Oleh karena itu, mereka mempertanyakan bagaimana klien mereka bisa disalahkan dan dituduh melakukan penggelapan dan atau penipuan terhadap keuangan perusahaan dimana berdasarkan peraturan perusahaan yang berlaku di Indonesia.
"Klien kami berhak secara penuh dan mutlak atas segala keuntungan/dividen di perusahaan Golden Dewata pada periode tersebut," ujarnya.
"Golden Dewata pada saat itu dimiliki oleh Klien kami seluruh asetnya (pemehang saham mayoritas 99% dan direktur utama), tapi kemudian publik, ahli pidana, ahli perdata pada saat kami mintai pendapatnya, juga dibuat tidak percaya kenapa Klien kami selaku pemilik perusahaan pda periode 2014-2020 justru disalahkan oleh pemilik perusahaan yang baru (Pelapor) atas kerugian pada periode 2017-2021," imbuh Ricky Nasution.
Menurut kuasa hukum, saat mengalihkan perusahaan Golden Dewata kepada Wis Equity (Feric Setiawan) berdasarkan perjanjian pada 4 November 2020, disepakati dalam perjanjian tersebut oleh kedua pihak (Terlapor dengan Pelapor) bahwa Ri-Yaz Group tidak bertanggung jawab atas segala kerugian yang terjadi selain sebagaimana yang tercatat dalam Laporan Keuangan Golden Dewata terakhir pada tahun 2019.
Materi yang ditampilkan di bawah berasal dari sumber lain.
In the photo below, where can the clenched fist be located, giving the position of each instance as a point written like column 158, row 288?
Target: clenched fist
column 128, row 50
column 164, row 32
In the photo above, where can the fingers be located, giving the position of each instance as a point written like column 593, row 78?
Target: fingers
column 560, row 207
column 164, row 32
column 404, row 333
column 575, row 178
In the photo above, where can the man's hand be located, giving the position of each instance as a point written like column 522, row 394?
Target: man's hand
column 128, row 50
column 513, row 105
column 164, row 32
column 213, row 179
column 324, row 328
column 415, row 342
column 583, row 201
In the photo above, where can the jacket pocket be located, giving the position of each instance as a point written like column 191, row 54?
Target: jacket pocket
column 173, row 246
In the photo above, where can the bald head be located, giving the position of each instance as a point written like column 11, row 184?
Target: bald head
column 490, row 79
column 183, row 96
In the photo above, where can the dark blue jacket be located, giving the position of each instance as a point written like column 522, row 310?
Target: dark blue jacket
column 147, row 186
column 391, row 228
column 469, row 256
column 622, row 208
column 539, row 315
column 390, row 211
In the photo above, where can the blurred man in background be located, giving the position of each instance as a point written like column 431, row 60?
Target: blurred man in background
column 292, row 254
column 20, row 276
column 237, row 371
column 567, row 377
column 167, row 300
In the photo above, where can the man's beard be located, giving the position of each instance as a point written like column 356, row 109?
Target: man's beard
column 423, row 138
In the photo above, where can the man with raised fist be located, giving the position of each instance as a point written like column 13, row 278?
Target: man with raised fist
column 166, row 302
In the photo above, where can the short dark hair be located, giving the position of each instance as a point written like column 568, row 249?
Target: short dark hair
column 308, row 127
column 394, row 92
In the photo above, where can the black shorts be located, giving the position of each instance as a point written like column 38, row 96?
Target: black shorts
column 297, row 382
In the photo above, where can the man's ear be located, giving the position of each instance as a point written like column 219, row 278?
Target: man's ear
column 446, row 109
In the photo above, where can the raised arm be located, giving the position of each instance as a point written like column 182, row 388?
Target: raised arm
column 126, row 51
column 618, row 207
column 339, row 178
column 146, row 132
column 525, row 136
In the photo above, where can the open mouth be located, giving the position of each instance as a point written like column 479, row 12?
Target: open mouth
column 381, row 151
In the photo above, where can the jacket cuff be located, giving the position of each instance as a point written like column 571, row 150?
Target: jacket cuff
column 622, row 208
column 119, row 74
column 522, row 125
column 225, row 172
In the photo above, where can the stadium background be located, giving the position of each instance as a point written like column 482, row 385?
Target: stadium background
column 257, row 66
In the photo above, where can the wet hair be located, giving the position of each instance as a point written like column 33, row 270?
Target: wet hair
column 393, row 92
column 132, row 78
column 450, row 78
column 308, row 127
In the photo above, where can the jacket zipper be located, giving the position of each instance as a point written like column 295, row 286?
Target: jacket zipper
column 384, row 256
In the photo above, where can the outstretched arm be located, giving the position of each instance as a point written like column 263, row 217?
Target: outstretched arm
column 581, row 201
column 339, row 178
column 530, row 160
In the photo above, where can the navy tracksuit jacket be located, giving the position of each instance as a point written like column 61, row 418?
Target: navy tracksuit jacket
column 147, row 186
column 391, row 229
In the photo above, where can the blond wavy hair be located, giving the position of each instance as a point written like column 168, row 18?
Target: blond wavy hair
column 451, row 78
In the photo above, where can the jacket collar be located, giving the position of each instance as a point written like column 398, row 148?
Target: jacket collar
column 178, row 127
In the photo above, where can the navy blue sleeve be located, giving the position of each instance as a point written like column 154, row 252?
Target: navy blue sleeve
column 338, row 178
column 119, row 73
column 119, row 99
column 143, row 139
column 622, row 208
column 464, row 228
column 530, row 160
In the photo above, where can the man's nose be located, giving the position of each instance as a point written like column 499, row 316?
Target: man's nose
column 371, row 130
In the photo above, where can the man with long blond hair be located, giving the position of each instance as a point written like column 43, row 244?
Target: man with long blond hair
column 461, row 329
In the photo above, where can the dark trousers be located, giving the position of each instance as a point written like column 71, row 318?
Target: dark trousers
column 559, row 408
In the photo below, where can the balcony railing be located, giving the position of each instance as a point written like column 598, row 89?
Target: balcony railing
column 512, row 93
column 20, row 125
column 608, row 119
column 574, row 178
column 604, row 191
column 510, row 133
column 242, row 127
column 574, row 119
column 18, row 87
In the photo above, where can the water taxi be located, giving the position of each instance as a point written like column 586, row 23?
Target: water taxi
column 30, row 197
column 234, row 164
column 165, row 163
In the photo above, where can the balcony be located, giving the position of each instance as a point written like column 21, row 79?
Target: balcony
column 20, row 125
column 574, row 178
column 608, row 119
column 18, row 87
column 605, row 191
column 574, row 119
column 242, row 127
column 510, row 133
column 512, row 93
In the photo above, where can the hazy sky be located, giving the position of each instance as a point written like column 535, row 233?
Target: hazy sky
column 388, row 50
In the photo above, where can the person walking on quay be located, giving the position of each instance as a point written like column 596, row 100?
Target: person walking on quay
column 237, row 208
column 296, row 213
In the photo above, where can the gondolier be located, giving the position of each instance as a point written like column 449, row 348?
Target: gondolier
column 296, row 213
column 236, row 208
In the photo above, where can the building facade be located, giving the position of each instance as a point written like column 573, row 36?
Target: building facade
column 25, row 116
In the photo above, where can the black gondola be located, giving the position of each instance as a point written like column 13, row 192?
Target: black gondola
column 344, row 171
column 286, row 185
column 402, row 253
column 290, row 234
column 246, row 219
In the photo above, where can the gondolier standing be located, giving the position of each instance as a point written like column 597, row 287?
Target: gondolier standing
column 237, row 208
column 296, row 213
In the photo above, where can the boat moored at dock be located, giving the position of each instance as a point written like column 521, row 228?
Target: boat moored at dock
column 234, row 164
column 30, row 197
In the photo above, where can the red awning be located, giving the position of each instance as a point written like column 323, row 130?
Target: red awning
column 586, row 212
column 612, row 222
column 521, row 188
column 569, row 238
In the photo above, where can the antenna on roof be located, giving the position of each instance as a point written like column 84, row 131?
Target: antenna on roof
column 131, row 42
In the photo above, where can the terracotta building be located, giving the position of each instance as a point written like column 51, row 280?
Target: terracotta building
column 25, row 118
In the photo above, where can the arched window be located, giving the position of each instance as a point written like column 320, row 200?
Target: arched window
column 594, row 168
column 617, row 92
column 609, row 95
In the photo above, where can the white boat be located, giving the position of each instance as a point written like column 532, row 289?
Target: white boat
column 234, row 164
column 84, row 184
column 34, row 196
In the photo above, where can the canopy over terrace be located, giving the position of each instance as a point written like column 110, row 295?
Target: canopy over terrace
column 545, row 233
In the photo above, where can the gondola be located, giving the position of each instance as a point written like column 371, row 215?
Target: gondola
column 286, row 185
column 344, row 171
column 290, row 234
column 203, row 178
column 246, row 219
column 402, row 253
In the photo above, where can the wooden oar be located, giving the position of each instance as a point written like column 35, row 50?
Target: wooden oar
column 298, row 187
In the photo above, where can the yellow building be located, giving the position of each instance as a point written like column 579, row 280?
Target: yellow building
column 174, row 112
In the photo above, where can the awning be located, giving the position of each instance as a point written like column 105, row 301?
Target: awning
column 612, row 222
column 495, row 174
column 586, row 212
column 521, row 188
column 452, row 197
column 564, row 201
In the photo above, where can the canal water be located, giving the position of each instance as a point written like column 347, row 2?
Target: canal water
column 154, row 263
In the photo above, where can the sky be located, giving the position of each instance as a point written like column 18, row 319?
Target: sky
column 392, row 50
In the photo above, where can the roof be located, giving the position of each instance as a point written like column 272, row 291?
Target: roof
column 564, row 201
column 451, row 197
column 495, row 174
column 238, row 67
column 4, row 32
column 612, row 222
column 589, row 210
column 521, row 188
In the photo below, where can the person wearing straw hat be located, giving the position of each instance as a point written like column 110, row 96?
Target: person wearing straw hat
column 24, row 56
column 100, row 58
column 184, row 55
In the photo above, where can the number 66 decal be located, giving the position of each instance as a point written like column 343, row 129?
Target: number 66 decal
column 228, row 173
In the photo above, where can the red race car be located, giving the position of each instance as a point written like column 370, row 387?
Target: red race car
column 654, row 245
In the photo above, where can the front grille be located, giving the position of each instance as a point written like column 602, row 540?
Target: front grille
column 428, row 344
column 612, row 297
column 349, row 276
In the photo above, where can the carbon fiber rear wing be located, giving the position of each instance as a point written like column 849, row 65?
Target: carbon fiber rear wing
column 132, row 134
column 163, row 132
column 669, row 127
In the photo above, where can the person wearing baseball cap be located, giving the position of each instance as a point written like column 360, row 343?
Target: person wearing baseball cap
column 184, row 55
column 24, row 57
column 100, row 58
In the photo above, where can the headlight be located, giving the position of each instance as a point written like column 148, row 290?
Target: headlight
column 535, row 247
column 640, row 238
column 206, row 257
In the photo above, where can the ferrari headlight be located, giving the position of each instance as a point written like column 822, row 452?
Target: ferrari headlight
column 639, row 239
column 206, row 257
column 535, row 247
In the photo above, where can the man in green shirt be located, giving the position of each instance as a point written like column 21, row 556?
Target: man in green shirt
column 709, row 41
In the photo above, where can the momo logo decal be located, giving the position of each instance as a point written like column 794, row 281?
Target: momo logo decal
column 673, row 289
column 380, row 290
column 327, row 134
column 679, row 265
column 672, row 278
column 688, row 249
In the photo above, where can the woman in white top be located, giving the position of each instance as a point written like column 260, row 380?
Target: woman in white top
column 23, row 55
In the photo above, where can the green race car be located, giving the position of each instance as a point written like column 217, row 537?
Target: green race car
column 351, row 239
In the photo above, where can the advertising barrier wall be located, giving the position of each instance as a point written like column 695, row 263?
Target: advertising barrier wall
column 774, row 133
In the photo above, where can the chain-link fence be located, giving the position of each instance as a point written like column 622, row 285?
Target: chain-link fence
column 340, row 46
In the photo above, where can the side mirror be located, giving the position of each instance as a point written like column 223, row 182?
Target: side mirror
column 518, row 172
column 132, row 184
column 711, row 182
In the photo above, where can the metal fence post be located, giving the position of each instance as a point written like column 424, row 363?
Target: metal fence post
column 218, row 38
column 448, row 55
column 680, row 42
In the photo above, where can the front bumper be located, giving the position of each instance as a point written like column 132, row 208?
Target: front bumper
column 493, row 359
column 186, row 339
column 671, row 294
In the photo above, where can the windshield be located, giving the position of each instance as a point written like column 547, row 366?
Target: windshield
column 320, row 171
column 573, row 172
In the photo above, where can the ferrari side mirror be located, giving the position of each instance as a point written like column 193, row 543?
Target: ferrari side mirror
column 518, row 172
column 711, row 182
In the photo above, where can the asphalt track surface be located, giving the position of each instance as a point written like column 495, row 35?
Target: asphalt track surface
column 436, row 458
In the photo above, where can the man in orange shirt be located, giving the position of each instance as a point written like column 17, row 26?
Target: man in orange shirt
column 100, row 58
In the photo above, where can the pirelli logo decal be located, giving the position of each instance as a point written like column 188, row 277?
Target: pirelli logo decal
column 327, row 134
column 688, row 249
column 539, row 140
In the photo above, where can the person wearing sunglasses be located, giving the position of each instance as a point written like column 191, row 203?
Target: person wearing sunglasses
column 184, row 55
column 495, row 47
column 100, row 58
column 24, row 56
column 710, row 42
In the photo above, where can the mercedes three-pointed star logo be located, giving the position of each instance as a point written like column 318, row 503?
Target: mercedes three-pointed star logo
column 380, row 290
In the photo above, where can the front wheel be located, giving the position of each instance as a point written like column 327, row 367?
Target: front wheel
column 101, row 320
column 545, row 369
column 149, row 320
Kuasa Hukum mempertanyakan kenapa Pelapor/Korban setelah sudah mengecek aset-aset Golden Dewata berdasarkan Laporan Keuangan dari Audit Independen yang telah kami sodorkan dan juga telah disepakati kedua belah pihak, mengapa Pendiri Ri-Yaz Group Malaysia, Datuk Seri Mohd Shaheen dan Chief Executive Officer (CEO) Ri-Yaz Development yakni Kieran Chris Healey dikriminalisasi.
Terlebih lagi dalam perjanjian 4 November 2020 tersebut telah sepakat apabila ada sengketa yang timbul, akan diselesaikan oleh Pengadilan di Singapura.
"Itu mengartikan kasus ini jika ingin dipermasalahkan oleh Pelapor/Korban maka murni kasus perdata bukan kasus pidana di Kepolisian," tutupnya.